The interesting space is using both. Different parts of your system have different requirements. You might route based on task complexity (open for simple queries, closed for hard ones). You might want fallback options and negotiating leverage with API providers.
The framing of "open vs closed" as a binary choice misses how production systems actually work. Most serious deployments will use multiple models, routing between them based on cost, latency, and capability requirements.
The LLM API market doubled from $3.5 billion to $8.4 billion in six months. Growth is happening on both sides of the divide, just in different segments. Closed models are capturing the high-value enterprise tier with better performance on frontier tasks. Anthropic's rise to 32% enterprise share (surpassing OpenAI's 25%) shows that competition within closed models is fierce. Open models are capturing developer experimentation, edge deployment, and cost-sensitive applications.
The capability gap will continue narrowing. Specialized open variants (Med-Qwen2-7B, Fin-R1) are emerging months after base model releases, which suggests domain-specific applications may be where open models find their strongest foothold.
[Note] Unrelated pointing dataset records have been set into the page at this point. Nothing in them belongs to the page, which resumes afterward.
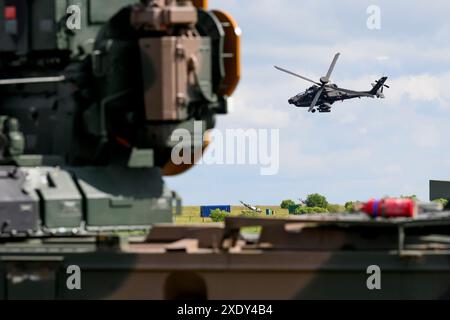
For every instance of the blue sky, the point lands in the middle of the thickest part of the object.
(364, 148)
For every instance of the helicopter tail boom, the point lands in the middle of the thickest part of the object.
(378, 85)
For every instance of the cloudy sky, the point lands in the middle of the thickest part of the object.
(364, 148)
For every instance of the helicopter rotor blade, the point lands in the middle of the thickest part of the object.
(316, 98)
(333, 64)
(296, 75)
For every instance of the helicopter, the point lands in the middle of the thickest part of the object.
(323, 94)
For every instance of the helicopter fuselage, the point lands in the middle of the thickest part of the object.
(326, 99)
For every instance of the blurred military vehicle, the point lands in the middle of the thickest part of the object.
(86, 116)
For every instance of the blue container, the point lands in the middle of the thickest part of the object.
(205, 211)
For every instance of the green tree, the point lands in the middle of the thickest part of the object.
(316, 200)
(286, 203)
(218, 215)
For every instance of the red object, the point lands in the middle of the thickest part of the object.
(390, 208)
(10, 13)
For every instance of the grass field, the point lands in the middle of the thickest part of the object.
(191, 214)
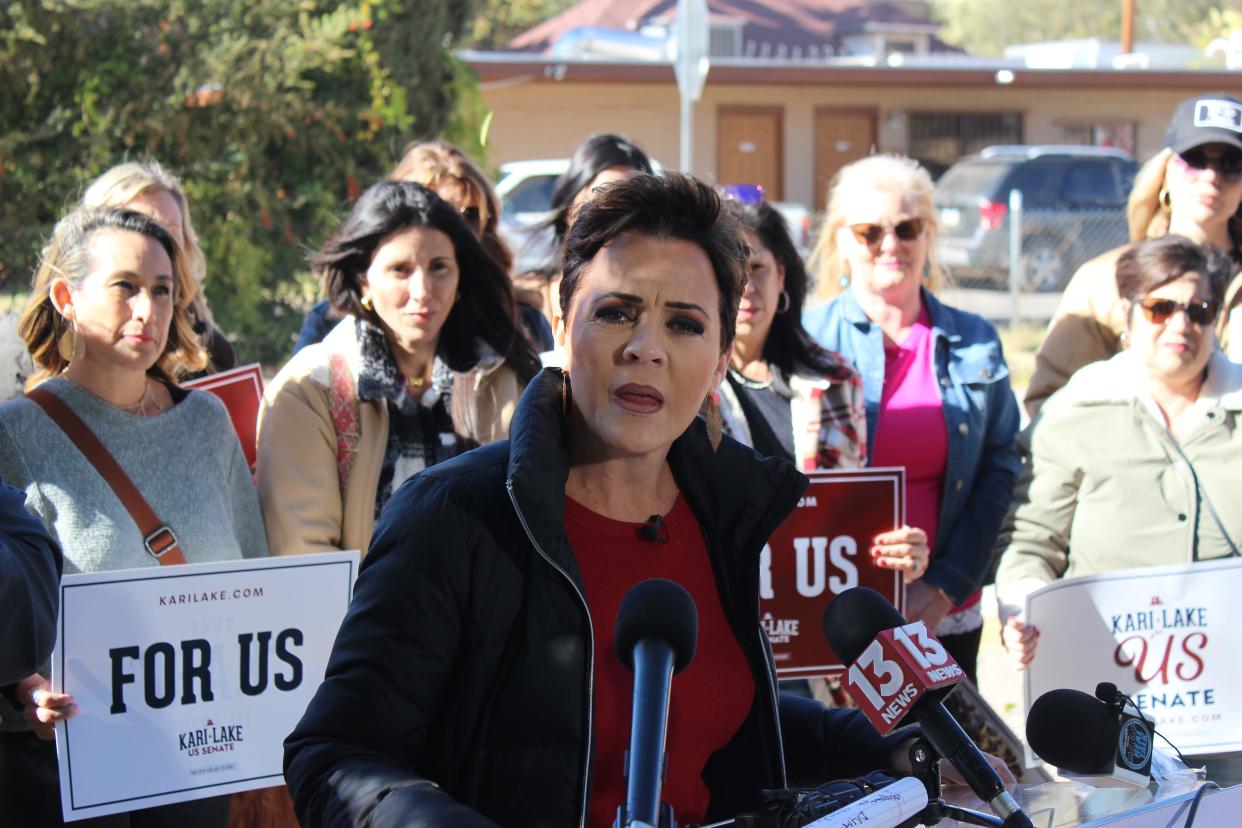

Our read: the "disruption" framing is wrong. This isn't a story where open-source AI eventually replaces closed models. It's a story where both find their natural market segments and compete primarily within those segments. The real question isn't "which will win?" It's "what are you building, and which tradeoffs make sense for that specific use case?"
Cost was never the deciding factor. Control, capability, and deployment burden are.